フェニックス号で移動中、何者かから通信をキャッチした。画面に映し出される懐かしい顔に、ラチェットとクランクは目を見開いた。

「おねーさん!!久しぶり!」
『ハァーイ、ラケットだかソケットだかカセットだか何だったか?』
「う…!」

ついこの間披露した自分のジョークを真似され、ラチェットの顔が喜びから一転、思い切り引きつった。

「筒抜けッスね」
「最近のことまでゲームになってんのかよ!?」
『残念ながら向こう数年は覚悟しといて』
『おい生ゴミ!そこ動くんじゃねーよ』
『そうよ、生ゴミは生ゴミらしく大人しくしていなさい』

他の声が混ざっているし、よく見ると彼女は両手をロープで縛られている。どうやら画面の向こう側は敵のアジトのようだ。


「ハァーイ生ゴミは大人しくしてまーす、その生ゴミが居なかったら今頃存在すらしてないロボの皆さん」

メタルな顔に表情が浮かぶことはない。だがここに居る全員をカチンとさせてやった手応えくらいなら感じ取れる。

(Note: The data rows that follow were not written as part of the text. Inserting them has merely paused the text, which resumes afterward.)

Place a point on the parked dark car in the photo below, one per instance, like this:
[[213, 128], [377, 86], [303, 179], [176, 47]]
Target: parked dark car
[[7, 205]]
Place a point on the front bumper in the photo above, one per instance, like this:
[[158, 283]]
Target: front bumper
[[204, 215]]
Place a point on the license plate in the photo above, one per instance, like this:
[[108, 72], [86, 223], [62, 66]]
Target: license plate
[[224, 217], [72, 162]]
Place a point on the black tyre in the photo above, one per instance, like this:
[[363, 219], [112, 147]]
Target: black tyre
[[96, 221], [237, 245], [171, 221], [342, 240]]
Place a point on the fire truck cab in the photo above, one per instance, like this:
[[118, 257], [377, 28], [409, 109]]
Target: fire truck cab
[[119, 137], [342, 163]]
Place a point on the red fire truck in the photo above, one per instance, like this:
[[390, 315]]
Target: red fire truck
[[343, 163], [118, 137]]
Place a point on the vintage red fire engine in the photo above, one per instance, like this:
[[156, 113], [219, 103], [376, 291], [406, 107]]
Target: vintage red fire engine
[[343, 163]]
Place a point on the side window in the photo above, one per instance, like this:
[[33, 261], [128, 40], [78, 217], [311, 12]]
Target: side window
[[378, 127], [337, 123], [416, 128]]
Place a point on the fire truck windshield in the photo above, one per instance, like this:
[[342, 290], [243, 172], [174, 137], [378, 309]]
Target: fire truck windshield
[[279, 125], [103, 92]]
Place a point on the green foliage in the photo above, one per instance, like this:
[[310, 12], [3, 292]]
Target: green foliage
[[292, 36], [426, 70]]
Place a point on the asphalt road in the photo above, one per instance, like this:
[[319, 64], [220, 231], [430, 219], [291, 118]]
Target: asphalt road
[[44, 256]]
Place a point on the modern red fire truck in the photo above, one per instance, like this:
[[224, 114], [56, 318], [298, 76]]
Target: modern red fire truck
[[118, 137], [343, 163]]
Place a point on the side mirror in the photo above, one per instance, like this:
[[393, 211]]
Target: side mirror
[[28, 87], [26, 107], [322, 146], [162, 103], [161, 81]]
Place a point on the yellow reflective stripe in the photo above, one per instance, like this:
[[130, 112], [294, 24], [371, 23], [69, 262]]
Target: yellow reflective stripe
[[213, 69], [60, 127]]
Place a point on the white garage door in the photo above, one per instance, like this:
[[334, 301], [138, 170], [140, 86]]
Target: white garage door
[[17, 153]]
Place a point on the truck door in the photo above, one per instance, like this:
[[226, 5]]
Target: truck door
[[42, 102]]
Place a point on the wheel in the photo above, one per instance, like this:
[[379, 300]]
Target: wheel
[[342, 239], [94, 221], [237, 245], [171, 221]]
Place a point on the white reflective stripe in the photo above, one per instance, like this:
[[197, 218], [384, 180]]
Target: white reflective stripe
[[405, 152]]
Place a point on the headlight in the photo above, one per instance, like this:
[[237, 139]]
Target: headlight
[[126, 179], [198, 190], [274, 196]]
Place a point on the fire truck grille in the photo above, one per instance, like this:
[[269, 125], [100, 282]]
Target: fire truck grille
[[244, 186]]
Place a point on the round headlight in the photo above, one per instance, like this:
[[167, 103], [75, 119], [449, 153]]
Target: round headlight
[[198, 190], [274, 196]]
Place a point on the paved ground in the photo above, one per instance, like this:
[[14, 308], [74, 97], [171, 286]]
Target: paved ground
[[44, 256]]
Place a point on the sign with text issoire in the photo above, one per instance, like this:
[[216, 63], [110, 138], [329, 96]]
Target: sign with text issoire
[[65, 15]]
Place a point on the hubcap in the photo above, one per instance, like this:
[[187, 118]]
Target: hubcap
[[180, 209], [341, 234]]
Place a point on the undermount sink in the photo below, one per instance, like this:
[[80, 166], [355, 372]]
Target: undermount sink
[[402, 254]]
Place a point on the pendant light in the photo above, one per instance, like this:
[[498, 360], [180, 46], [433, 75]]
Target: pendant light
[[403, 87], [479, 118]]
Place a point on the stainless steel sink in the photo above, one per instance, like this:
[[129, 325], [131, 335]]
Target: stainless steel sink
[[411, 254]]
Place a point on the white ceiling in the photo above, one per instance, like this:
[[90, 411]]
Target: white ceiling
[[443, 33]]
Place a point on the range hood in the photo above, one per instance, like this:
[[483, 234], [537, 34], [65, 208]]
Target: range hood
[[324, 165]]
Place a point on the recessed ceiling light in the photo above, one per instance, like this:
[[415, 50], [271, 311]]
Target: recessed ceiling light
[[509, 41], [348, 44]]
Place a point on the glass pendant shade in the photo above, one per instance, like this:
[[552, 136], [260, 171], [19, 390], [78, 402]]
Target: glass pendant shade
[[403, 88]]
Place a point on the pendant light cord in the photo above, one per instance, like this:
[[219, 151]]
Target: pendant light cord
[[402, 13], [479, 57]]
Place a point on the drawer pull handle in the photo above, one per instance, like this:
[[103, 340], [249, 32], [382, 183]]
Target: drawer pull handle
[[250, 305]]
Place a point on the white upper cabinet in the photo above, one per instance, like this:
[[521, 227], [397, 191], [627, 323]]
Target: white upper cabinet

「バカな生ゴミは自分が置かれている状況がよくわかっていないみたいね」
「あんたら機械みたいに変わり映えのない思考回路してる訳じゃないんでね」
「そうやって減らず口叩くのが上手い奴に限って大したこと無いのよねえ。実際あの子達の足手まといになっている訳だし」
「その私より口がお上手で今正に言い伏せてくるロボットちゃんを一台知っているんだけどさ、誰か鏡持ってきてくれる?」
「先に存在しているからって調子乗るんじゃないわよ」
「先輩様ナメると痛い目見るよ」

周りのロボット達は情けないことに、殺気を放つコートニーが怖ろしくて凍り付いている。

「言ってくれるじゃない脂汗ギトギトの生ゴミが」
「油だらけにしないとサビる鉄クズが」

二人はほぼ同時に頭を、否、上半身ごと振りかぶる。

そして鈍い衝突音が室内に響いた。

「キャア!」
「ふ~っ……やるじゃん」

お互いフラフラと後方へよろけていく。

「コートニー様!」
「生ゴミのくせになんつー石頭してるのよ!」
「ナメてかかるからこういうことになるんだよ。言ったじゃん、痛い目見る、よっ…て…」

そのまま彼女が意識を失ったところで通信が途切れた。